Henry is confident that, with the help of the Scottish advertising industry, the course is producing the talent that it promised. By giving the students the best start to their advertising careers, she hopes that the stream of creative talent that the industry was so craving will be tapped to provide the necessary nourishment to allow it to flourish.

Partnerships

“In a small class, I get to know what their strengths and weaknesses are. I don’t let them pair off themselves. I shuffle the pack regularly. It’s important, in the early stages, to have experience of working as a partnership, but with different people. By the end of the second semester, some have formed more permanent partnerships.

“Sometimes partnerships don’t work and you have to start all over again. But I’d like to think that the students will leave here with a good working relationship that they feel can be continued in the work environment.

“It’s not easy for the students when they leave. But we are trying to give them the best start possible.

“While you always need the experience at the top, young, fresh talent is vital for the health of an agency. And the industry.”

The Leith Agency employs two creative teams to emerge from the course... The Drum finds out what they thought of it.

CHRIS Scott

& DAVID Grenfell

I’d spent a few years working in Corporate Banking and wasn’t enjoying it. I’d always liked the idea of advertising so I had a look at a few courses around the country. I’m from Edinburgh so Napier was the easy option.

As a writer, working with Susie Henry was really helpful.

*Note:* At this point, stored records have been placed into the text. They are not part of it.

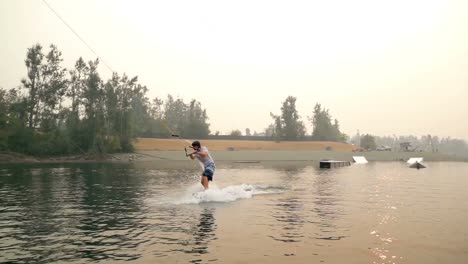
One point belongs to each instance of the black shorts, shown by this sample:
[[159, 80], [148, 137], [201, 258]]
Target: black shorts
[[209, 171]]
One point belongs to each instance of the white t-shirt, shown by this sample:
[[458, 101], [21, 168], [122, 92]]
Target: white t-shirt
[[205, 160]]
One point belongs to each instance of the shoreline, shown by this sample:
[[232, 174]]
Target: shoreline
[[226, 156]]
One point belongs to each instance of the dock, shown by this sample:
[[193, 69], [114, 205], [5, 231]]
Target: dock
[[328, 164]]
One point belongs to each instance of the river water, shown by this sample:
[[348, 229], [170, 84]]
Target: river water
[[281, 212]]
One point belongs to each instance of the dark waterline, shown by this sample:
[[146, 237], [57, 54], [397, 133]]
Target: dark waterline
[[379, 212]]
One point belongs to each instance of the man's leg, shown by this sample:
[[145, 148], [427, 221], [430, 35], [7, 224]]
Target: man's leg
[[204, 182]]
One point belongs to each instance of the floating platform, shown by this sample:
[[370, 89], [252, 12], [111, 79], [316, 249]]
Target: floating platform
[[416, 163], [328, 164], [359, 159]]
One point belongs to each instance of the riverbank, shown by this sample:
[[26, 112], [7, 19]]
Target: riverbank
[[238, 151]]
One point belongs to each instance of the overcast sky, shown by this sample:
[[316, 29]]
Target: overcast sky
[[383, 67]]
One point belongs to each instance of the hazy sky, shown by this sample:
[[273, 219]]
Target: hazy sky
[[383, 67]]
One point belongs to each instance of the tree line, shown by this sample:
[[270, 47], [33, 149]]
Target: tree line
[[289, 126], [426, 143], [56, 111]]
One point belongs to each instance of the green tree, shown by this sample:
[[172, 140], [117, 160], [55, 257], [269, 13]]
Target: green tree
[[92, 97], [368, 142], [54, 84], [323, 128], [197, 126], [34, 57], [236, 133], [288, 125]]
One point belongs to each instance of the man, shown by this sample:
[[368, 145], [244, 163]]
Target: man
[[202, 154]]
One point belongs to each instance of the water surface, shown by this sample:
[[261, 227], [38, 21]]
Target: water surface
[[381, 212]]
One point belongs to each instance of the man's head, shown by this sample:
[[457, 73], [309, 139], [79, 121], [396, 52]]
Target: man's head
[[196, 144]]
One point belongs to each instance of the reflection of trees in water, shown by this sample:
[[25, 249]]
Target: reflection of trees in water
[[289, 211], [289, 215], [73, 212], [203, 233], [327, 204]]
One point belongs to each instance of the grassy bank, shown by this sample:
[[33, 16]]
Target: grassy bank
[[155, 144]]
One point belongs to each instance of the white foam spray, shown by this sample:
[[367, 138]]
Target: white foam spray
[[195, 194]]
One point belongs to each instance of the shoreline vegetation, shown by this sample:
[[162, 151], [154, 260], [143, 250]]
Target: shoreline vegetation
[[237, 151]]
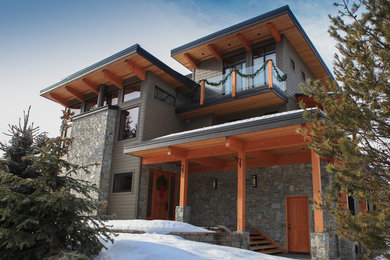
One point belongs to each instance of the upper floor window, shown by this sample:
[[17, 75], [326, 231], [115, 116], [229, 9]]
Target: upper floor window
[[111, 98], [91, 104], [260, 57], [128, 123], [131, 92], [122, 182], [164, 96]]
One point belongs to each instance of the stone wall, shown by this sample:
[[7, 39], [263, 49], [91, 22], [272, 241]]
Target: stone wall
[[265, 204], [93, 137]]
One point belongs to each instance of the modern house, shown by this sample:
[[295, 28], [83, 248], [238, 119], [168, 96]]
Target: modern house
[[216, 147]]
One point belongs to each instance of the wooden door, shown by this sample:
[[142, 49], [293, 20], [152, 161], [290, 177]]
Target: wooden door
[[162, 198], [298, 235]]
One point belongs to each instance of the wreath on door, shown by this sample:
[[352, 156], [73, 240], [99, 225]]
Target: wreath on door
[[162, 184]]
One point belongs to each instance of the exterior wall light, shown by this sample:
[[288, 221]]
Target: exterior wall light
[[254, 181], [215, 183]]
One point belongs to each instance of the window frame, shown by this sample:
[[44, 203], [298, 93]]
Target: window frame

Plus her stories of 1980s advertising excess made me more determined to work in the industry.

There was support from the IPA and Barkers (i.e. cash) and most agencies were supportive, whether it was chucking us a brief or coming in for a chat.

No one ever expected the Scottish industry to just give us a job because we were on the course. Agencies don’t care where you’ve come from, as long as you’re good or show a little potential.

Chris was the year behind me at Napier but we really started working together on the D&AD workshops. And it was through these workshops that we got our chance at Leith.

ANDREW Aradipiotis

& MARCUS Culloty

Napier is the only postgraduate masters programme in the UK. For two guys, one from Cyprus and another from Ireland, it was to be an adventure for the lost ark or better still, a coveted creative job in advertising.

Both our research into finding the course started and ended with Google.

Right from the get-go we felt part of an agency. This led to the formation of our creative partnership.

If the course is to have any Achilles heal it is that there is no focus of one’s creativity, copywriter or art director. We graduate as ideas people. Paradoxically, that’s also one of its strengths.After just a few months, we entered the global Student D&AD competition and were successful. Not long after, we collectively pitched work to Edinburgh Zoo on a pro bono basis.

Towards the end of the programme we got a work placement at Newhaven, which in turn got us an audience with Leith’s Gerry Farrell.